As long as the event resources have been downloaded and the device has a licence, you will still be able to run the event. Shares may only get sent out a little later, but the event will still run. There are a few things you can do to ensure that you can still run your events even during these times of high load though if you follow these steps:
- Sync your event to all your devices earlier in the week, at least a day or two before the event. Also fully start the event at least once. This will make sure it has a licence assigned to it, and that it has all the resources to run the event. Remember to re-sync any changes you make after this before the busy period starts.
- When starting your events up front like this, make sure you have enough licences to run all the events. If you don’t, starting one event may revoke the licence for another one. Then when it comes time to start that event, it may take longer than expected to license the device during high load.
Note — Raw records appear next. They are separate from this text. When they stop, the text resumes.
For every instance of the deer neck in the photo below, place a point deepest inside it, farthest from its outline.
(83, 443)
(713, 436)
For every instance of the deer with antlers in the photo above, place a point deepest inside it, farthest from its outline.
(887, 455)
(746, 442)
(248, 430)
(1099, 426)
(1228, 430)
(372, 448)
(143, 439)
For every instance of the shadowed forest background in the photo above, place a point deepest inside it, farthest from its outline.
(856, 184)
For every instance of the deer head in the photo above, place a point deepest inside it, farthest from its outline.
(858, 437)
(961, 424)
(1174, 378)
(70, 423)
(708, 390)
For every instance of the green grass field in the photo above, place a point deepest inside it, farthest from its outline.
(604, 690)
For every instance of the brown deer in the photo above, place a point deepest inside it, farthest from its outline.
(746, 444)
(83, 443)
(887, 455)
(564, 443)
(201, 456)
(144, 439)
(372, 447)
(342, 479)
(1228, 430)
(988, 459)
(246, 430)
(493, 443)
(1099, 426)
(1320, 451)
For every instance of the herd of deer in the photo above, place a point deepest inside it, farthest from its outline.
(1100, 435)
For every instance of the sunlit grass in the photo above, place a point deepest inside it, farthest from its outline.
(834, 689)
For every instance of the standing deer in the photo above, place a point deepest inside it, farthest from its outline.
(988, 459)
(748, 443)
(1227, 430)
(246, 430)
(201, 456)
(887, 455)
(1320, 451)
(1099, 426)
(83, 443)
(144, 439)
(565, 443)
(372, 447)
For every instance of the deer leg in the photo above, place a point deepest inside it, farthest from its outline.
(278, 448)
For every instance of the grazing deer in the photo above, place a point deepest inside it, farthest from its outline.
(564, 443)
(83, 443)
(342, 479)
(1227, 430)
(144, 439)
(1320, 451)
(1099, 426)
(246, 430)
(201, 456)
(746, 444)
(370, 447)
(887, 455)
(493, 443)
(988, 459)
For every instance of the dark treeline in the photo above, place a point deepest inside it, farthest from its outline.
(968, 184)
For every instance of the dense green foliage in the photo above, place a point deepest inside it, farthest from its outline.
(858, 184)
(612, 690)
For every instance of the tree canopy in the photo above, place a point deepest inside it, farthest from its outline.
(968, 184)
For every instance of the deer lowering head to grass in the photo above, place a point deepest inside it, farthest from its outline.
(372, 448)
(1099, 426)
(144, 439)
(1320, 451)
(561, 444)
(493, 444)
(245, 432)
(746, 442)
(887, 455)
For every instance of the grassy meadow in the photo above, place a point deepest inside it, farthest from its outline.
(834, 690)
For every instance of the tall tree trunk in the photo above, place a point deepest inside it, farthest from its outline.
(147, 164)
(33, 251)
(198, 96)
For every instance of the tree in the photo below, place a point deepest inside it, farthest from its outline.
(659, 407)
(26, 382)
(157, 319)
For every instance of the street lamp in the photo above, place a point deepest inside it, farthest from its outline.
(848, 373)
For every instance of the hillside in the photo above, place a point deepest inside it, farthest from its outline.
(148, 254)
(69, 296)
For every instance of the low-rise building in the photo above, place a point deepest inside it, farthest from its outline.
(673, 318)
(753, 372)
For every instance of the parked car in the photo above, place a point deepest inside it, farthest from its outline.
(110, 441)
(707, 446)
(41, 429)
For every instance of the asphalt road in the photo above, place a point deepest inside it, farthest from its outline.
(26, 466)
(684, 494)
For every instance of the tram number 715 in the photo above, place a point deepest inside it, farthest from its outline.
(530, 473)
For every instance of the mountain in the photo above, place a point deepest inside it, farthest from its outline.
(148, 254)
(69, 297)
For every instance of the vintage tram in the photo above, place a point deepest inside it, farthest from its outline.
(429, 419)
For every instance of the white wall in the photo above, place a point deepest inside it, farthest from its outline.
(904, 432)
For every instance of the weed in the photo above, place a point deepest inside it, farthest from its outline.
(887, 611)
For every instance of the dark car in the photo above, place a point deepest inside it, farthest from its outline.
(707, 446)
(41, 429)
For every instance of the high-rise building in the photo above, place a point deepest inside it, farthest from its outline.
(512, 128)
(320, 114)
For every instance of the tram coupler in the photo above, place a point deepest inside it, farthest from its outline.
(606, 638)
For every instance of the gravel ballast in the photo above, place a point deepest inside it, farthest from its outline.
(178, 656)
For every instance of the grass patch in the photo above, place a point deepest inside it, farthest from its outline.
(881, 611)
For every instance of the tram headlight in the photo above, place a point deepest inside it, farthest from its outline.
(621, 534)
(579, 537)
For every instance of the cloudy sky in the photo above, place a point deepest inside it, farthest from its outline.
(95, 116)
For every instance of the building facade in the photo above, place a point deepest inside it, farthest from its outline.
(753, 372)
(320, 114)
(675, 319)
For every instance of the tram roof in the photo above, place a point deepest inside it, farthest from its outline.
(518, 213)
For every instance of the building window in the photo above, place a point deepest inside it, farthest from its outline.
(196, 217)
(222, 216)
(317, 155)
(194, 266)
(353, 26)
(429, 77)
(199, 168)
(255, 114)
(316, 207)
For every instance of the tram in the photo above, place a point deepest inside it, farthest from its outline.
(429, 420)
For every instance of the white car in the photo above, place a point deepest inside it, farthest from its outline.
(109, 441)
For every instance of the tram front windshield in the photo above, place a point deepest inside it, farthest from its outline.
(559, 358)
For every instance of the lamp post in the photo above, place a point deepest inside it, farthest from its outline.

Contact us in advance if you have any worries about licensing issues.
- Try to keep at least 5GB of space free on the device. When an iOS device is running low on space, the OS can delete certain files from the apps on the device. So even if you have loaded all the resources on the device, the OS could remove them if other apps need the space.
- Try to avoid making changes to your event during times of high load. If the server is being slow, or access is intermittent, try not to make changes to any parts of the event. It could take some time to save the changes, and then you still need to refresh on the iPad and get it to download the resources, which could also take a while.